Corona treatment was used for industrial purposes long before atmospheric plasma. This technology requires little investment, hence reinforcing its attractiveness. However, drawbacks more than often limit its scope:
- non homogeneous output & treatment
- treatment can alter surfaces (traces, impact spots)
- treatment can pierce foils or treat backsides randomly
- high voltage hazard in open air – with potential electromagnetic radiation
- treatment of conductive materials requires a change in electrodes
- low efficiency treatment
A clean split between electrical discharge and surface treatment is specific to plasma – this is key to circumvent all these drawbacks and add value to the process while easily integrating it to production lines.
As a consequence, plasma gradually replaces corona in the industrial sector. Corona remains relevant in low and mid value foil treatment – the latter requiring large width treatment (several meters) and high speed (> 100 m/min).

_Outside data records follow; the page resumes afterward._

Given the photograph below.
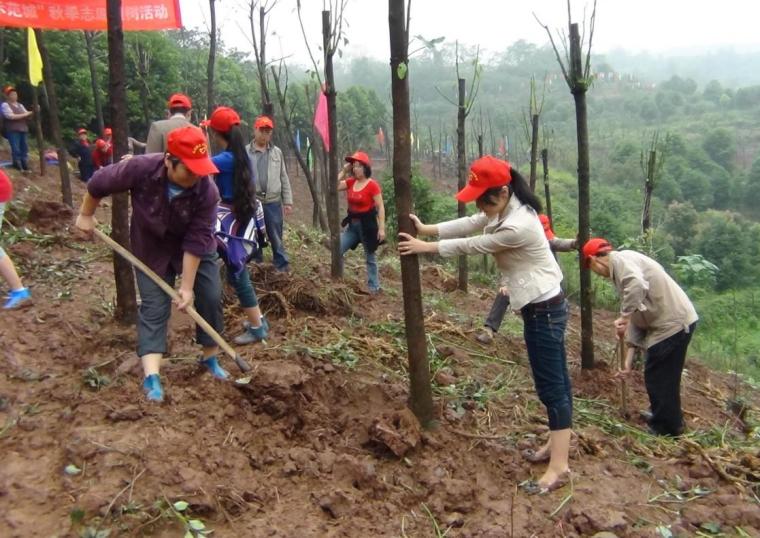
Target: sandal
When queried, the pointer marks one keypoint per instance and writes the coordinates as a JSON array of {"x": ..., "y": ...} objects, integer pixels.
[
  {"x": 534, "y": 456},
  {"x": 532, "y": 487}
]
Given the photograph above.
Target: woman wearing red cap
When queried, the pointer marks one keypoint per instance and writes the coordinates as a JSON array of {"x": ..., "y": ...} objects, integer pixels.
[
  {"x": 19, "y": 295},
  {"x": 172, "y": 232},
  {"x": 511, "y": 232},
  {"x": 656, "y": 316},
  {"x": 238, "y": 192},
  {"x": 365, "y": 222}
]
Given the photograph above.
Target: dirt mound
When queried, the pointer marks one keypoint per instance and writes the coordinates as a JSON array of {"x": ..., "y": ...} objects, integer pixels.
[{"x": 49, "y": 216}]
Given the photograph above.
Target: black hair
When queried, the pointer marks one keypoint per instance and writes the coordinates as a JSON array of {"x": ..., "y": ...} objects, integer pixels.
[
  {"x": 243, "y": 191},
  {"x": 519, "y": 187}
]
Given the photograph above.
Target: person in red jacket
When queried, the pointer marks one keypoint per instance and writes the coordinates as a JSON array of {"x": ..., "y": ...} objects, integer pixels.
[{"x": 19, "y": 295}]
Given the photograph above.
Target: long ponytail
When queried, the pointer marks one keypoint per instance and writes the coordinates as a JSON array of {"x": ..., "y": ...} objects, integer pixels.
[{"x": 243, "y": 191}]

Plasma vs. adhesive primers
Atmospheric plasma for surface treatment is a clean and eco-friendly technology because it uses only air and nitrogen. Very few and highly specific cases require adding chemical products to plasma, however the regular procedure produces no toxic effluents.

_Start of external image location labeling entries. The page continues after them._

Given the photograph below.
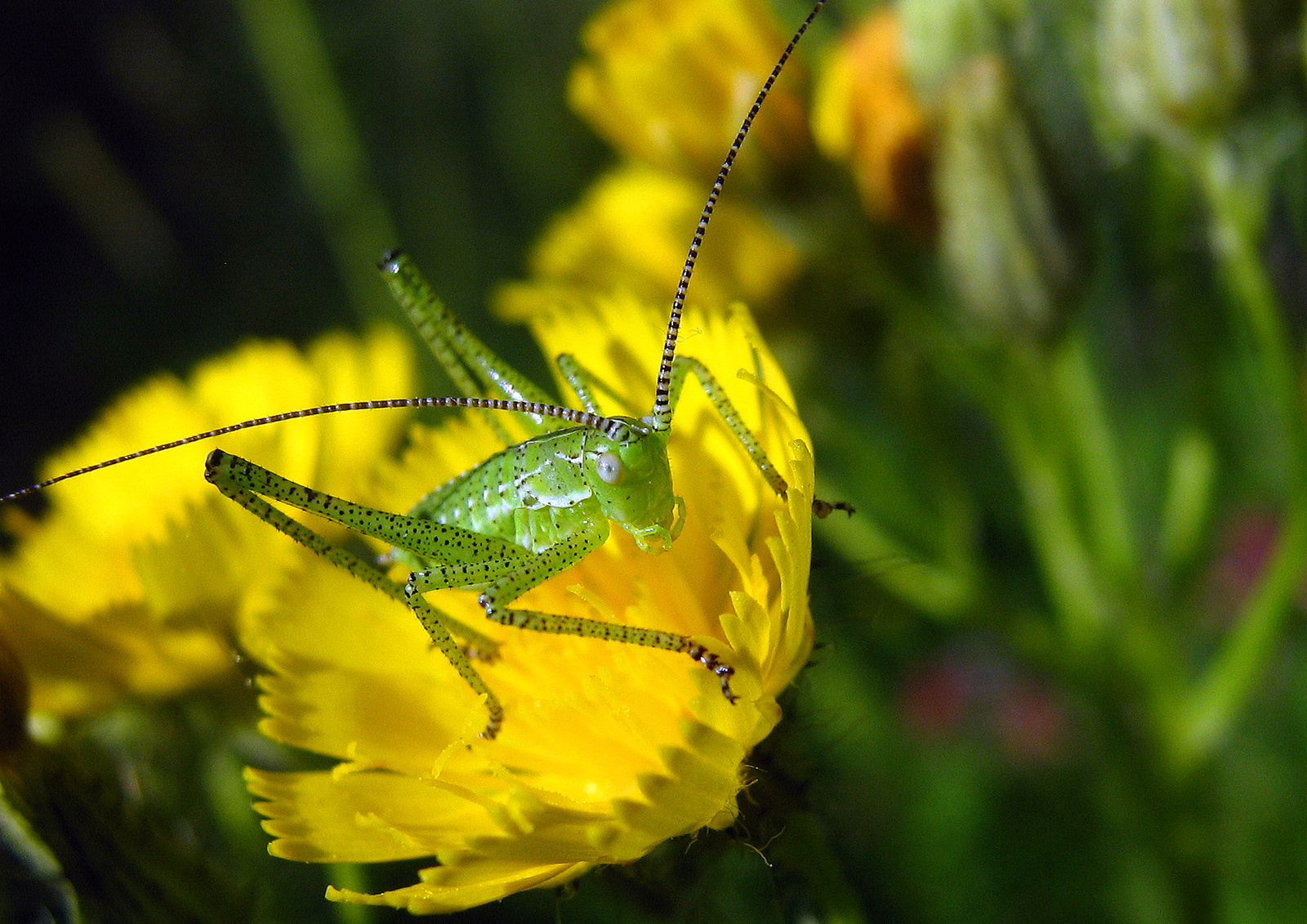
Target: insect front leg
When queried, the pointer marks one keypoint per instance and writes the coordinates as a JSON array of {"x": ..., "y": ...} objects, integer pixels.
[
  {"x": 681, "y": 368},
  {"x": 243, "y": 483},
  {"x": 474, "y": 368},
  {"x": 552, "y": 561}
]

All it takes is an effective vent system located in the treatment area within the industrial compound.
Atmospheric plasma treatment is as efficient as chemical products when preparing a high-performance, long lasting laminating or bonding operation. Because it is also easily repeatable, it offers an interesting alternative to chemicals and their demanding compliance to green regulations.
Plasma vs. flaming
Atmospheric plasma treatment is considered a low-temperature technology compared to flaming. Yet, plasma treatment achieves the same bonding and laminating capacities for plastics than flaming – without the heat effect.
Beyond preserving the material treated, plasma eliminates any fire-related risk. A crucial element to increase personnel and equipment safety, especially when working in industrial environments with chemical hazards and flammable materials (glues, paints, varnishes…).
The outcome of flaming treatment is also irregular to random, therefore hardly repeatable with identical features and an even level of quality.
The only negative of plasma treatment is the max distance to be maintained between the plasma spray and the surface to be treated (a few centimeters), flaming remains an attractive option when the situation requires greater distances.